If there is a wikipedia entry that goes first. See AdjacencyList for an example.
It may be that only a part of the Wikipedia entry is available. Fill in other text outside of the URL. See DirectedEdge for an example.
If there is no wikipedia mention, it is okay to give some free title. EdgeDelete is an example.
Or you can omit the title altogether. RandomGraph is an Example.
In general we go with the Wikipedia name rather than the WMA for the title. And this includes symbolic parameter names. CompleteKaryTree is an example.
When the only thing we have is a WMA link we add "link" to the title. EdgeList is an example .
Remember that line breaks are significant. \ can be used to wrap a long line.
Start the url name on a new line after <url>. For example:
<url>
:WMA:
https://reference.wolfram.com/language/ref/EdgeList.html</url>
Note that there is no line break at the end before or after </url>.
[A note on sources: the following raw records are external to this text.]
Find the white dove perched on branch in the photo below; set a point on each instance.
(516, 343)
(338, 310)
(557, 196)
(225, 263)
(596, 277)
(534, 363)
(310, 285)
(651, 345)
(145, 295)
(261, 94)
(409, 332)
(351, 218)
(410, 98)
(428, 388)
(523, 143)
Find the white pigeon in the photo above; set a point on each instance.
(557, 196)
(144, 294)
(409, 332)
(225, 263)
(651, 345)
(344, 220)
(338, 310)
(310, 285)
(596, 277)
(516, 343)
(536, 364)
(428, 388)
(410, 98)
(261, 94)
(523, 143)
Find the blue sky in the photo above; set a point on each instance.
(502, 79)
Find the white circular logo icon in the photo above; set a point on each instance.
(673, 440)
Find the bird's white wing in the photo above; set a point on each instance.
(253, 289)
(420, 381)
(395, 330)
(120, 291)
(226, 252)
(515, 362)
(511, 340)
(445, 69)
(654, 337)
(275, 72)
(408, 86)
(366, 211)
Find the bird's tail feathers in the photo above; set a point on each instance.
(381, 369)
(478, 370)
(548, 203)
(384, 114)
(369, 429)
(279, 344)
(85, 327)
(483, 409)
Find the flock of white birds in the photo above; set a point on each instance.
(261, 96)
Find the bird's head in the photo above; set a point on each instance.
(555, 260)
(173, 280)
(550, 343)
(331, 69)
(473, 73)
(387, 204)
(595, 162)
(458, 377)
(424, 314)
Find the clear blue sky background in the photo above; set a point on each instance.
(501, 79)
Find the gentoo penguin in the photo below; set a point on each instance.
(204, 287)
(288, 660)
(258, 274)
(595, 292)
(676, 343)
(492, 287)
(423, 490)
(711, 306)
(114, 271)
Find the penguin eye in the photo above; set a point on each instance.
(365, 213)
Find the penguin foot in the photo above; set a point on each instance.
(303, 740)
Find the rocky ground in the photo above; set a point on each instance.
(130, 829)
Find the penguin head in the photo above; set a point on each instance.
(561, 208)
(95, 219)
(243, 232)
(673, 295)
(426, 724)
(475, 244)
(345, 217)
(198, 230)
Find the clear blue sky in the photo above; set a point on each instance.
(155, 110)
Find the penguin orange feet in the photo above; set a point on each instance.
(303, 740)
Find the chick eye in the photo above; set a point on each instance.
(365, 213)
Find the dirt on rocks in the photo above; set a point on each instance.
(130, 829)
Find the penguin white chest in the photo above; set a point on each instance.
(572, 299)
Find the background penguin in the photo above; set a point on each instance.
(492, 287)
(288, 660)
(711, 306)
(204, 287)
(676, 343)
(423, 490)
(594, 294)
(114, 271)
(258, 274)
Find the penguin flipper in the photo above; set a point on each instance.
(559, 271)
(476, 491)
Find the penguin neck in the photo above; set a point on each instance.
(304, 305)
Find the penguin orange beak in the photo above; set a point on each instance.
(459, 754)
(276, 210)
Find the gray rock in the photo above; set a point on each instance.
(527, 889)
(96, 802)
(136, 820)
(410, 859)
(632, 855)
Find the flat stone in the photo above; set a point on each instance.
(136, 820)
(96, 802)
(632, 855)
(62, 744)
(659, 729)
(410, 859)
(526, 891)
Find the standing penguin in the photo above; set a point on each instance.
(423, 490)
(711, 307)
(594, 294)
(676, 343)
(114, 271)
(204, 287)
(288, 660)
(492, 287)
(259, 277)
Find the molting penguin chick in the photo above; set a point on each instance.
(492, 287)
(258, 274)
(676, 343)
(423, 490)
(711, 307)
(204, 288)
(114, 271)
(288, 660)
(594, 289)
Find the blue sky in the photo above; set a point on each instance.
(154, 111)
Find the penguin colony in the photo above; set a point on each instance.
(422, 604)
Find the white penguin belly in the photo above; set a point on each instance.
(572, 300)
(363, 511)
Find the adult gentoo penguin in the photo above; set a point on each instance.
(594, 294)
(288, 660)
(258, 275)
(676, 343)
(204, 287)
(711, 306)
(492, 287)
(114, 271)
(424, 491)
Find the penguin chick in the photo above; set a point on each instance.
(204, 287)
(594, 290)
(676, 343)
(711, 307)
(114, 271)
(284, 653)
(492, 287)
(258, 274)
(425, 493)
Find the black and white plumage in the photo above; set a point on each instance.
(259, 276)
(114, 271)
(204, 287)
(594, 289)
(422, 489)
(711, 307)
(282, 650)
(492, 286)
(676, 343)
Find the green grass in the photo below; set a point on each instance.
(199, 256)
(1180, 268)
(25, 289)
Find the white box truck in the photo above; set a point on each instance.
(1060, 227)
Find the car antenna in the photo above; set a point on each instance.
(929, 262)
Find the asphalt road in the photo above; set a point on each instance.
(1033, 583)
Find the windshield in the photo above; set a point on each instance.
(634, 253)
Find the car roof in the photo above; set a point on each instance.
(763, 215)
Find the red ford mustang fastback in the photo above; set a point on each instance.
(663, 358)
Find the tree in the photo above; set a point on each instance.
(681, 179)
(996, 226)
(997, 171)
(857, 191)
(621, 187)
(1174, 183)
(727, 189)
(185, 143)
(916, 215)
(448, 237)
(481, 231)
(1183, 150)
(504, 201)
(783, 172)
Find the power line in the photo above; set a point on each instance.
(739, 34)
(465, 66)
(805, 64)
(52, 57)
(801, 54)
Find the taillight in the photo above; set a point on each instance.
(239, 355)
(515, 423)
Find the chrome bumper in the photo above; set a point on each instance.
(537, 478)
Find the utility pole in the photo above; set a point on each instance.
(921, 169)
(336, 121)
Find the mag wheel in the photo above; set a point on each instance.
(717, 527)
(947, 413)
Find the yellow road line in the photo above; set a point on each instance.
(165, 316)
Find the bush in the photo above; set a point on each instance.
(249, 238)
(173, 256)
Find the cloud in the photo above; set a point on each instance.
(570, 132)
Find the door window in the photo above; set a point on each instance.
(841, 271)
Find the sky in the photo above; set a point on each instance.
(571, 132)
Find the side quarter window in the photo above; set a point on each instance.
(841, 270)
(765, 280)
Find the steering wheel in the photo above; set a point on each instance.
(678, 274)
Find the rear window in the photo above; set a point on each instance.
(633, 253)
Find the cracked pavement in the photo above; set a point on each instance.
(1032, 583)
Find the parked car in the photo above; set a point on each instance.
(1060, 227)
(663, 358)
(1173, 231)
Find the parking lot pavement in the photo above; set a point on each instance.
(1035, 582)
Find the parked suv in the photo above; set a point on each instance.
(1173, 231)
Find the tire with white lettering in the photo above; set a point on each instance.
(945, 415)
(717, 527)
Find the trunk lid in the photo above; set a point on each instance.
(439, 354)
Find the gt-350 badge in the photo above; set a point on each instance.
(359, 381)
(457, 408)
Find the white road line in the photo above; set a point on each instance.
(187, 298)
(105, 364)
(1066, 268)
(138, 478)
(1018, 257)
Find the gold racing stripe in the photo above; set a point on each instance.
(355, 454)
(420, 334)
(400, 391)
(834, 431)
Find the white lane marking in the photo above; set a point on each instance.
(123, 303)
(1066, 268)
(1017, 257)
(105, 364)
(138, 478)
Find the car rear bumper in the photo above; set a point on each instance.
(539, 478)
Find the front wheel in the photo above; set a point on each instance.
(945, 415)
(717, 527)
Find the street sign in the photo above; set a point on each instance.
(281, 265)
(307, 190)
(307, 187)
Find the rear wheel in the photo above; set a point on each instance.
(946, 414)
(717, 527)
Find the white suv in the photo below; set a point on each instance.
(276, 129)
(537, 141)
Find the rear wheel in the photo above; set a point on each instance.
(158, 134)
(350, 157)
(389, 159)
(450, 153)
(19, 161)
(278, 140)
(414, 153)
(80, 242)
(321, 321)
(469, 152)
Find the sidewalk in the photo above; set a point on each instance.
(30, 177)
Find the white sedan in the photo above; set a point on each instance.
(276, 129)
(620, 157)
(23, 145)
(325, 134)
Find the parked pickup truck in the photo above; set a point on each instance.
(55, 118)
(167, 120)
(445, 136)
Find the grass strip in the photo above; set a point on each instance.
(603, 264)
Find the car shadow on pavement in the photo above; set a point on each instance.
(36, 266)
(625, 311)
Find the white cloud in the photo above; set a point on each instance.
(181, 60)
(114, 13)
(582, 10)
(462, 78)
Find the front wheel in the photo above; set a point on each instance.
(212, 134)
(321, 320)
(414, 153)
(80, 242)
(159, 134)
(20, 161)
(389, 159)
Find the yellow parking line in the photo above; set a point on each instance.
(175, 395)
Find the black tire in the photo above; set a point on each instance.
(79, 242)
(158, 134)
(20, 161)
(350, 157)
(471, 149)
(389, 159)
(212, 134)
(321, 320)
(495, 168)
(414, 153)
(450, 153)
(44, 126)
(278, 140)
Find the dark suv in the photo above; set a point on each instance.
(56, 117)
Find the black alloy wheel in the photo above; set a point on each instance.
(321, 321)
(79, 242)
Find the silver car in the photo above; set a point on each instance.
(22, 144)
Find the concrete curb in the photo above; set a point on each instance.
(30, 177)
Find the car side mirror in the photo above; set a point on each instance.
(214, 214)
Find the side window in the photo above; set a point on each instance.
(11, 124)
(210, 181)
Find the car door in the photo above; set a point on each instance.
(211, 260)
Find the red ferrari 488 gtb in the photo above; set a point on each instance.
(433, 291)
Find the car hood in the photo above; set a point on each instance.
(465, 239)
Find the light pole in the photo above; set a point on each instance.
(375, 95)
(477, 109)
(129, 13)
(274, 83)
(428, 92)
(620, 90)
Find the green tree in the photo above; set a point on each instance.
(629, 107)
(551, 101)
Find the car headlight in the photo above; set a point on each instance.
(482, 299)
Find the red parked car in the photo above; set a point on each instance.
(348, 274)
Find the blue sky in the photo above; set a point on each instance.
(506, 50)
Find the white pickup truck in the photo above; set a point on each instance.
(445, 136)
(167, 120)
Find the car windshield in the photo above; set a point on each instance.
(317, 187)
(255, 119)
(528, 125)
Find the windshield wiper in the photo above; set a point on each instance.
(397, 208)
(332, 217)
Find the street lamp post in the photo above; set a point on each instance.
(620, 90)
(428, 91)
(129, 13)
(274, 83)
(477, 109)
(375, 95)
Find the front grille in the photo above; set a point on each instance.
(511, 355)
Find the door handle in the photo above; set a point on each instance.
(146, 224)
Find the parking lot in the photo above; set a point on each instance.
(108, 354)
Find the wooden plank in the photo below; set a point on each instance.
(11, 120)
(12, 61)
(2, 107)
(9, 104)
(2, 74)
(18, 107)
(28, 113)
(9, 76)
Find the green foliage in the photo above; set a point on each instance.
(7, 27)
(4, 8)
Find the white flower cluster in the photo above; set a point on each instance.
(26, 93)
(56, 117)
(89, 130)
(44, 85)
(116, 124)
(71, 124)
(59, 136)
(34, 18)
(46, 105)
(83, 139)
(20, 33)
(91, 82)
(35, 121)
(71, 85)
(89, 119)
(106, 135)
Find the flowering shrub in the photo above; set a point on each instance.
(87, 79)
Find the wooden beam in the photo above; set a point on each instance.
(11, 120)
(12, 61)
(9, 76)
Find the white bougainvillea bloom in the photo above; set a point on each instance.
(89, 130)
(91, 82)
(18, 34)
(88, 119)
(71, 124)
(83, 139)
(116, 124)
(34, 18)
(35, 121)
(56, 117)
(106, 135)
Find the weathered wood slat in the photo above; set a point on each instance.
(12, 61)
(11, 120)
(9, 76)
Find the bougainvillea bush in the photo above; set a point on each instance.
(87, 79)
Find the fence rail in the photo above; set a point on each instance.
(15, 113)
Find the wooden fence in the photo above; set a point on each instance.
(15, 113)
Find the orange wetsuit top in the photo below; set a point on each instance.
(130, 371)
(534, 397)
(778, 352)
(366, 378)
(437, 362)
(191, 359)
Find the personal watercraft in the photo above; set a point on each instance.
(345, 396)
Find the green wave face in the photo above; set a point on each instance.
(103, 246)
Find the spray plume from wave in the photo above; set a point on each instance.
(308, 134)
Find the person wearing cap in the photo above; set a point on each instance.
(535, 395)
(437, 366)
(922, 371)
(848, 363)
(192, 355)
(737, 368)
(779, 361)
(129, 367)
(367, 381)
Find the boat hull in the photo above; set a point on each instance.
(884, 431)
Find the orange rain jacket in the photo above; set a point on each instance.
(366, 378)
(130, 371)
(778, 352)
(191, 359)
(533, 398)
Please don't get too creative in formatting. There are many other areas in the selection of words to describe what is need may require care. But here it shouldn't require much thought for the formatting aspects.
If the URL is too long, of course, you can split it up in a way that the URL tag understands. Please inspect the URLs in a browser for change. Ideally you would click the link, but if not or before, look at the URL that appears when the link is hovered over.
For Summary text, we start with an active verb with the word in lowercase, e.g. "retrieve" as opposed to "Retrieve". If you look at the section that the summary appears it is nice to use the same verb for similar kinds of things. For example we may "list" builtins that end with "List" (EdgeList, VertexList" but, "find" builtins with "Index" at the end of the name "EdgeIndex", "VertexIndex".
For variables, and options, we do not start with an active verb.
There should be at least one doc example for each function in that is focused on describing what the function does (not how it can be tested). Examples for tests should be added as pytests.